Лев Абрамович, мурлыкая под нос, жестами послал белошвеек за тканями, и те понесли ему штуки за штуками, отрезы за отрезами. В выборе преобладали цвета металлик, холодные тона, остальное портной забраковывал.
– Он ранен был, – тихо сказала Алина. – Он, Мастер Войны. Ему нужна помощь. Моя. Наша. Я вот уверена. А вы…
– Еврей, как есть, – жестко буркнула Маруся. – Знает, но не говорит. Может, денег ему предложить?..
Лев Абрамович обиженно подобрал подбородки, чтобы возразить, но…

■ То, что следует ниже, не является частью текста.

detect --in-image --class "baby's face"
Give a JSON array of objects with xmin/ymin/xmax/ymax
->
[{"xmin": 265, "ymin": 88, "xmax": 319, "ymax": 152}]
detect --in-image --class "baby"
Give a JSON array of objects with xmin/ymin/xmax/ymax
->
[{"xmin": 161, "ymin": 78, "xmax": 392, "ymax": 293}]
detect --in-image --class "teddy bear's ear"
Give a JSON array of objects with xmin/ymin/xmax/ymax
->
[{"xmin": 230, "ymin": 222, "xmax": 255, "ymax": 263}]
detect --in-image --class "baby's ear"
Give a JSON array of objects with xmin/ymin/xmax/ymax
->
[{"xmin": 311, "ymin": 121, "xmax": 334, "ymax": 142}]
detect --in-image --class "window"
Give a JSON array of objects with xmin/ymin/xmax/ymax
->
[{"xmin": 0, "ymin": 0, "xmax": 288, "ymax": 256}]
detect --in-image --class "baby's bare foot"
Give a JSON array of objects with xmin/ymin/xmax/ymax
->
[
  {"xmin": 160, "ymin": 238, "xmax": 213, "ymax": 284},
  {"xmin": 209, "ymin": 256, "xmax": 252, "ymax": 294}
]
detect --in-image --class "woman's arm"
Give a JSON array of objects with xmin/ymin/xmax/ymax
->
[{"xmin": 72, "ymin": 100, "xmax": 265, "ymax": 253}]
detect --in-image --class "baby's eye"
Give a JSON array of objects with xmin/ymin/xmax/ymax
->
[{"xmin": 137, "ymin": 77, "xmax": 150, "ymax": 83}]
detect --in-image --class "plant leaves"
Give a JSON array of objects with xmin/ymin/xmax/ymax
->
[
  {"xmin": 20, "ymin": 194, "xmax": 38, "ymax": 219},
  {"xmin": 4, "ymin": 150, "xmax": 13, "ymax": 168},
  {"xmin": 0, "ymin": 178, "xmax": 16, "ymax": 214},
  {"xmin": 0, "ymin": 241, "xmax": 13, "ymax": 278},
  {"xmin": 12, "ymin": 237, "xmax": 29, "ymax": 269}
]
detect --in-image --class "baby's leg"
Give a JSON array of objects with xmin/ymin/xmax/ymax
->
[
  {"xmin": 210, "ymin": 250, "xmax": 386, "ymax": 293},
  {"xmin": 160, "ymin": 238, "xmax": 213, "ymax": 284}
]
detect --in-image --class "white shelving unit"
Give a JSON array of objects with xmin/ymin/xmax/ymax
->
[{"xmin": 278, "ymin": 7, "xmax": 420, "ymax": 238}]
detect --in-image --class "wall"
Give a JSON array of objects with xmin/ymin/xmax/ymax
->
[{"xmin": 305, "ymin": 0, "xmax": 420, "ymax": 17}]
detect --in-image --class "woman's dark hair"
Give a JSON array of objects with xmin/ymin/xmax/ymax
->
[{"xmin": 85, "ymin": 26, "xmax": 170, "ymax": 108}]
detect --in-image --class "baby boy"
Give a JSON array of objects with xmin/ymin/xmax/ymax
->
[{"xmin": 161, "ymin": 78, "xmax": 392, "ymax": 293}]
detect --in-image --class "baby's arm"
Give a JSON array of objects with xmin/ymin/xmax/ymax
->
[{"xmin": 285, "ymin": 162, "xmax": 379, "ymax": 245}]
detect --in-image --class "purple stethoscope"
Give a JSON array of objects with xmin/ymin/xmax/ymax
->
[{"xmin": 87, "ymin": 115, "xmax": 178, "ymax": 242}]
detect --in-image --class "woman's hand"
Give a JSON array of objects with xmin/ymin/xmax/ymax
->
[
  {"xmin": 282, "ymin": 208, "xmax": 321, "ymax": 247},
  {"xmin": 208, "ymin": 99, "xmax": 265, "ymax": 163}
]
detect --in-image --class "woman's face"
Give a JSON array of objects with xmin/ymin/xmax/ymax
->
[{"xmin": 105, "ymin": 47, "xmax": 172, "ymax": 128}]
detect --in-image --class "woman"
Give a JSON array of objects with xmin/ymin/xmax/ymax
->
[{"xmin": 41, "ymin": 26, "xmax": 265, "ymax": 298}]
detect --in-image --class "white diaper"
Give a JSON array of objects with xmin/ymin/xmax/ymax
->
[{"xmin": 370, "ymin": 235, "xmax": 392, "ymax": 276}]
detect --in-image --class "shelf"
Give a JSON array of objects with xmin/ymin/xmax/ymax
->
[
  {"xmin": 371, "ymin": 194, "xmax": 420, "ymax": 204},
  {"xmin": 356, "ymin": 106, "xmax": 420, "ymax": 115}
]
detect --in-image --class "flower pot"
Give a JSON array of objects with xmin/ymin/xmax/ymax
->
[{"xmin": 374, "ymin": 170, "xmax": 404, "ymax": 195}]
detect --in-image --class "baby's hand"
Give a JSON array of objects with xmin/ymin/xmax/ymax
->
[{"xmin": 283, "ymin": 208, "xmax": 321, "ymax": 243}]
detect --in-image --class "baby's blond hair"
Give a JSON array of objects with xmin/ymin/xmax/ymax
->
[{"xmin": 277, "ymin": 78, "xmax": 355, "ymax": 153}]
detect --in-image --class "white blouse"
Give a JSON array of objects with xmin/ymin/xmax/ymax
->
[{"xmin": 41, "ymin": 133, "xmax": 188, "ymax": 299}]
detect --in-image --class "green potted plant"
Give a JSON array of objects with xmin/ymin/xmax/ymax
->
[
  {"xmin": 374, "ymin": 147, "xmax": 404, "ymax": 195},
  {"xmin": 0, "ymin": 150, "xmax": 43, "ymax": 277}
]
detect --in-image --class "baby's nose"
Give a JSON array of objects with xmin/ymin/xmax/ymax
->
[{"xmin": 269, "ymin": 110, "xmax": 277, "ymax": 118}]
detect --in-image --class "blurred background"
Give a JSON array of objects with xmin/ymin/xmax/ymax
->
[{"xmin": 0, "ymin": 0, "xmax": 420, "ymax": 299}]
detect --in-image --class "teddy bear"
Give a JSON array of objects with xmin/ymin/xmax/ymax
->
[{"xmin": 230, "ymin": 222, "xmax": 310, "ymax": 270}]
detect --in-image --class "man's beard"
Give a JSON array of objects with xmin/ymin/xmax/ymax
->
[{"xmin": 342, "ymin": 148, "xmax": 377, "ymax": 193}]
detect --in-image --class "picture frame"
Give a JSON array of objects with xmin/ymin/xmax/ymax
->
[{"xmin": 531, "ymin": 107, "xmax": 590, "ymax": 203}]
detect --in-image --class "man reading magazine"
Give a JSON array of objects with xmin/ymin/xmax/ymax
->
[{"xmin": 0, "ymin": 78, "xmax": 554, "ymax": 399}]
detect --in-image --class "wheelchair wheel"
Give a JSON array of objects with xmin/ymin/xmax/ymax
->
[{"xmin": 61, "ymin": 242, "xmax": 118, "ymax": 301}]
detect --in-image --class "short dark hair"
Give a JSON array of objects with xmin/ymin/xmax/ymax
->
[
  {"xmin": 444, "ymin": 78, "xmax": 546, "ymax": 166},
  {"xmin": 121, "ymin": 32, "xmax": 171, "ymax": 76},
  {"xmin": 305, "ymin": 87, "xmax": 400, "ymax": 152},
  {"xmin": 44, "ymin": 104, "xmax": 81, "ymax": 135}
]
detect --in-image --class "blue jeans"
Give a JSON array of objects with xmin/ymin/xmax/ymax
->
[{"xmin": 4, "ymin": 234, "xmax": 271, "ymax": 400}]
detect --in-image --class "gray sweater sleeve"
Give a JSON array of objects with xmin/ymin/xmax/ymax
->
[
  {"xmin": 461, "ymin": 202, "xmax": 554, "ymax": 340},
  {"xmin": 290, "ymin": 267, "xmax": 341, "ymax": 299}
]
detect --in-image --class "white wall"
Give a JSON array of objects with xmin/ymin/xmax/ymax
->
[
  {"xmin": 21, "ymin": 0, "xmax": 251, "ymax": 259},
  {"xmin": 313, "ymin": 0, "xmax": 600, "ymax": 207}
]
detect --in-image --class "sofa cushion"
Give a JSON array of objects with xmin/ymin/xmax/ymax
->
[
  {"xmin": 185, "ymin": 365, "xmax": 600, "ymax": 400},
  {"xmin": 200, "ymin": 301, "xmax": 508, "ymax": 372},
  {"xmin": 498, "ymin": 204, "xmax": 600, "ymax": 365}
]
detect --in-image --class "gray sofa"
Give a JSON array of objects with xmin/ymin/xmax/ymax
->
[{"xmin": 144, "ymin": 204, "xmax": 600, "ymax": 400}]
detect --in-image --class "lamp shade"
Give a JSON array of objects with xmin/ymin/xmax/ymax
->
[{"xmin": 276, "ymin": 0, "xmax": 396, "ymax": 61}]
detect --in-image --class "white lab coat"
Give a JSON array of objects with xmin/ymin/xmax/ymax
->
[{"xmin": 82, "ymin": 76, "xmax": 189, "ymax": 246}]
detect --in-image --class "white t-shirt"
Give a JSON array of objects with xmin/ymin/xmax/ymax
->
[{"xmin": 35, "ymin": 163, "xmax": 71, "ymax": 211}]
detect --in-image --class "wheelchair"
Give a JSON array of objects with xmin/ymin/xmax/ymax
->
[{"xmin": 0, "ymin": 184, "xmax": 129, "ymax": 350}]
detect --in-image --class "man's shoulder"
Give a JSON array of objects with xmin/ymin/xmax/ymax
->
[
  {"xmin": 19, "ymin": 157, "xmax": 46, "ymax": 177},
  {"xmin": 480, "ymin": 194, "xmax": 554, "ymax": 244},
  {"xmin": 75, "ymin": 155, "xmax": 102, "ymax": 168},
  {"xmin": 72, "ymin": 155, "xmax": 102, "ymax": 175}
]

– Мы всего лишь хотим сделать так, чтобы помощь не понадобилась еще многим, – послышался ровный мужской голос.
Из-за пыльной ширмы, утыканной иглами и булавками, вышел коренастый мужчина с аккуратной бородкой, с весьма убедительной осанкой, в хорошем пиджаке горчичного цвета.
– Иван Андреевич?..
– Никто не сомневается в вашей смелости, Алина Николаевна, – сказал король под-московных двергов. – Просто ситуация весьма и весьма сложная. Боюсь, она даже и не в моей компетенции, хотя я делаю все возможное. Светлейший витязь дал мне поручение заботиться о его… семье. – Его голос чуть потеплел, вокруг проницательных глаз собрались лучики морщинок. – Заботиться в его отсутствие.
«Семье»!
Лев Абрамович, окончательно что-то решив по поводу Маруси, обид и темы межрасовых и межпланетных отношений, отступил и шуршал теперь в отдалении рулонами пожелтевших выкроек.
– У меня, может быть, своя семья, – не глядя на Монахова, сказала Алина. – У меня, может… своя собственная. Семья.